Could Twitter prevent epidemics? Using the Internet to survey public health
Most of us have turned to the Internet when we’ve felt under the weather at one point or another. We Google our symptoms to self-diagnose and sometimes we even tweet our distress, perhaps hoping to gain a little sympathy. Researchers have been looking into how this information we put out can be interpreted to map both disease and the spread of information about disease.
In January, two studies were published that assessed the effectiveness of such methods in quickly and accurately tracking illness. One reported on tracking the cholera outbreak in Haiti, which appears to have begun with the death of a man in October of 2008. Through HealthMap, which collects information on illnesses around the world from online sources including news media and blogs, researchers collected 4,697 reports, in addition to 188,819 Tweets within the first 100 days of the cholera outbreak.

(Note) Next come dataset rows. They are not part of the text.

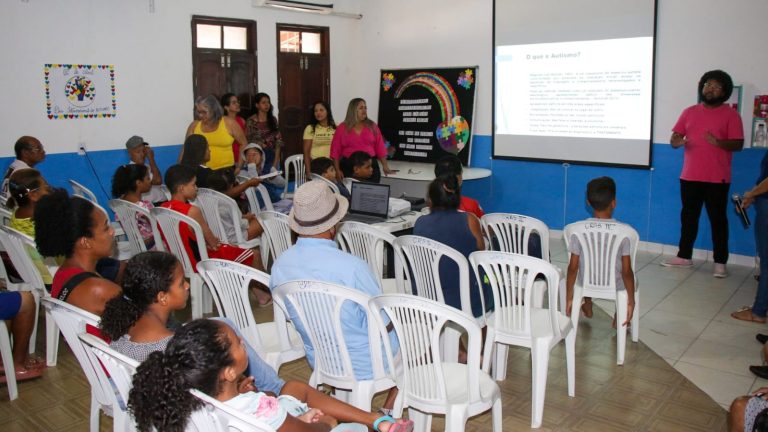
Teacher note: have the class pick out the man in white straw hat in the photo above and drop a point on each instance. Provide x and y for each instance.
(315, 256)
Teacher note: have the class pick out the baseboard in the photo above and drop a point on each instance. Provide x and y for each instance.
(671, 250)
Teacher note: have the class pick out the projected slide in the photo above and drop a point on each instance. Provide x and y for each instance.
(591, 89)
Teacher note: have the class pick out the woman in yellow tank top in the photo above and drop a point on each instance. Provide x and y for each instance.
(219, 130)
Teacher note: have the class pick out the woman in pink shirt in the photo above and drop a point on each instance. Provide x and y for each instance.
(358, 133)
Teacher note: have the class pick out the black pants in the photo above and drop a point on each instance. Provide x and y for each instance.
(715, 197)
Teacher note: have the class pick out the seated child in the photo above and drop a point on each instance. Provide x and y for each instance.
(208, 356)
(180, 180)
(601, 196)
(130, 183)
(361, 168)
(323, 167)
(221, 182)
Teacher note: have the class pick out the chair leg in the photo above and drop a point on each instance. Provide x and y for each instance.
(456, 418)
(51, 339)
(570, 361)
(422, 421)
(7, 356)
(621, 330)
(540, 367)
(95, 412)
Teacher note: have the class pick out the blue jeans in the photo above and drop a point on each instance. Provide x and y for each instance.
(761, 239)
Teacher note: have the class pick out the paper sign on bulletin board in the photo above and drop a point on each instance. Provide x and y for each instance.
(80, 91)
(427, 113)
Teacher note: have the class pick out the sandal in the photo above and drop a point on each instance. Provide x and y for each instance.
(23, 375)
(745, 314)
(400, 425)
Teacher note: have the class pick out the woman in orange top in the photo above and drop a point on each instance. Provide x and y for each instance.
(220, 131)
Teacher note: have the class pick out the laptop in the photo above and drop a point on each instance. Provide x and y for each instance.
(369, 202)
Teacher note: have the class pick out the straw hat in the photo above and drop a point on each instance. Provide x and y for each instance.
(316, 209)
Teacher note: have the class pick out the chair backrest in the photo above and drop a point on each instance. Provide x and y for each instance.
(119, 366)
(167, 224)
(216, 206)
(72, 321)
(330, 184)
(600, 241)
(319, 308)
(419, 323)
(420, 263)
(18, 245)
(82, 191)
(254, 194)
(216, 416)
(276, 237)
(229, 282)
(512, 232)
(128, 214)
(294, 163)
(511, 277)
(366, 242)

The researchers found that they could make predictions about where the disease was spreading and in which communities the next outbreak was likely to occur weeks sooner than with traditional survey techniques, like reports from hospitals and health clinics. In future outbreaks of disease, these techniques could be applied to provide more timely and effective treatment and vaccination efforts.
The other study focused on possible practical applications of Google Flu Trends by medical professionals. Google Flu Trends, which was launched in late 2008, provides a world map with minimal, low, moderate, high and intense flu activity for more than 20 different countries. It also features graphs of current flu trends compared to past years. Johns Hopkins researchers found that over 21 months, when data gathered by Google showed an increase in searches for influenza-like symptoms, it correlated with an increase in people coming into a busy emergency room with those same symptoms, meaning that Google Flu Trends could be used to warn health care providers and allow them to prepare for an influx of patients.
The topic has also come up among those in the business of food safety. Speaking at this year’s Global Food Safety Conference in February, Frank Yiannas, vice president of food safety at Walmart, said that reports of outbreaks are often released too late. He believes that social media will change how food safety is managed.
The ideas behind this method of information gathering can be traced back to 2004, when Dr. Gunther Eysenbach coined the terms ‘Infodemiology’ and ‘Infoveillance’ as he started exploring the possibilities of using the Internet to gather information about public health. Infodemiology is the tracking of the spread of symptoms as well as the spread of knowledge about disease. Infoveillance is the type of surveillance methodology that gathers this information.
More recently, Eysenbach looked at what Twitter revealed about the H1N1 virus -- or swine flu -- outbreak in 2009. He not only tracked what people were saying about the virus, but also how it correlated with specific events, such as when vaccinations began in the US. A presentation of his results can be found here.
As these methods are being employed in more areas, the question of their accuracy persists. As more studies show that social media and Internet searches can be useful, the information should still be taken with a grain of salt. For example, Flu Near You provides maps of influenza activity in the United States based on Centers for Disease Control and Prevention (CDC) reports, Google Flu Trends, and data submitted directly by users. A quick comparison of the data sets shows little consistency. While it is not likely one report will say flu activity is high in a particular state while another says it is low, the measures of activity by state rarely match up exactly. Overall, it seems these methods are useful for monitoring trends, and some may be more accurate than others in pinpointing exact locations of outbreaks.
When we go on the Internet seeking information about our personal health or to tweet our symptoms or share information we might have heard about a particular illness, not thinking that anyone other than our friends would see or care, we could be contributing to the greater public health. As these information-gathering techniques continue to evolve, search engines and social media could play a role in preventing outbreaks before they begin.